Drawing on prospectively collected data from the Danish Inguinal Hernia Database, the investigators evaluated outcomes among adult patients who underwent primary transabdominal preperitoneal (TAPP) laparoscopic inguinal hernia repair between 1998 and July 2023. The final analysis included 43,986 hernias in 36,446 patients, grouped according to mesh weight: less than 45 g/m², 45–65 g/m², and more than 65 g/m².
Using registry linkage with the Danish National Patient Registry, researchers were able to track each case until death, emigration, reoperation, or the study’s endpoint. A Cox proportional hazards model was applied to determine which mesh weight range was associated with the lowest likelihood of recurrence requiring reoperation.
The following were the key findings of the study:
- A total of 1,910 hernias (4.34%) required reoperation during follow-up.
- Meshes in the 45–65 g/m² range showed the lowest risk of recurrence requiring reintervention.
- Meshes weighing less than 45 g/m² were associated with a 2.6-fold higher risk of reoperation compared with the 45–65 g/m² group.
- Meshes weighing more than 65 g/m² showed a 2.4-fold increased risk of reoperation compared with the 45–65 g/m² group.
The study’s authors concluded that the optimal mesh weight appears to fall within the 45–60 g/m² range, which offered the most favorable outcomes across exploratory analyses.
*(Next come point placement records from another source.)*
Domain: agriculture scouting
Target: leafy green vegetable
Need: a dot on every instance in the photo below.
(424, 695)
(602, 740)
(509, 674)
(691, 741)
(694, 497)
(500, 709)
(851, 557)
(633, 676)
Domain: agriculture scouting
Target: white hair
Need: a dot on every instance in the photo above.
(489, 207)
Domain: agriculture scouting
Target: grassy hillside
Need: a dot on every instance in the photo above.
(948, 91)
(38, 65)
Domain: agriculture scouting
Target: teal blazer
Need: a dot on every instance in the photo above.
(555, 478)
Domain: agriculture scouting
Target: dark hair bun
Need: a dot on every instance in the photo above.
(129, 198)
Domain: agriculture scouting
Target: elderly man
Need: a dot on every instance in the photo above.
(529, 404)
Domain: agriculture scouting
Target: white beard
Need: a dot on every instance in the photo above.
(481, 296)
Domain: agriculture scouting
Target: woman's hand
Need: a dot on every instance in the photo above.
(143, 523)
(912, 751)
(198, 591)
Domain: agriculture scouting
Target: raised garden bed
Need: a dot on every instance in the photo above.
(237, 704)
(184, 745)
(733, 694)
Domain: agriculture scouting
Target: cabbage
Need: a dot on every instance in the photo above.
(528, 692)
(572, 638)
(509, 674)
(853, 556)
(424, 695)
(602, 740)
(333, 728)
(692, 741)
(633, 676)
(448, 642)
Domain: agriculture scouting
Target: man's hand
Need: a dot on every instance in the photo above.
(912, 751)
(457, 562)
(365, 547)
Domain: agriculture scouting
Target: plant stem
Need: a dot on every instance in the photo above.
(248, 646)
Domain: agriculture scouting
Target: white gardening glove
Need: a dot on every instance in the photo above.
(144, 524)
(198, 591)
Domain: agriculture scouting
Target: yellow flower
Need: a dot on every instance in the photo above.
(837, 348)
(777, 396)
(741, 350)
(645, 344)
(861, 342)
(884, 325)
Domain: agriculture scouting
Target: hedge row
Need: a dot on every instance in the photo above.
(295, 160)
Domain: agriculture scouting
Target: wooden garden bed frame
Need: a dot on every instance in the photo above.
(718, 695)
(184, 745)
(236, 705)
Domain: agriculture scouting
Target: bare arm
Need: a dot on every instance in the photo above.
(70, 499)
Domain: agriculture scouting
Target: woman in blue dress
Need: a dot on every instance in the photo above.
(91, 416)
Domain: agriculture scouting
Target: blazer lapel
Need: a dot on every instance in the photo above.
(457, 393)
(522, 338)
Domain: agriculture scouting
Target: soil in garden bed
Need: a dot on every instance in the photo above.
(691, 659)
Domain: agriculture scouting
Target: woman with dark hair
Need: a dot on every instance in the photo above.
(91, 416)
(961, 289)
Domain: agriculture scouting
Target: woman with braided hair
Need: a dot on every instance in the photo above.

Selecting a mesh within this interval, they noted, may help surgeons minimize the risk of recurrence and reduce the need for secondary procedures.
These findings are particularly meaningful given the widespread use of laparoscopic repair techniques and the substantial number of patients affected by inguinal hernias. By providing evidence-based guidance on mesh selection, the study has the potential to influence surgical decision-making and improve long-term patient outcomes on a large scale.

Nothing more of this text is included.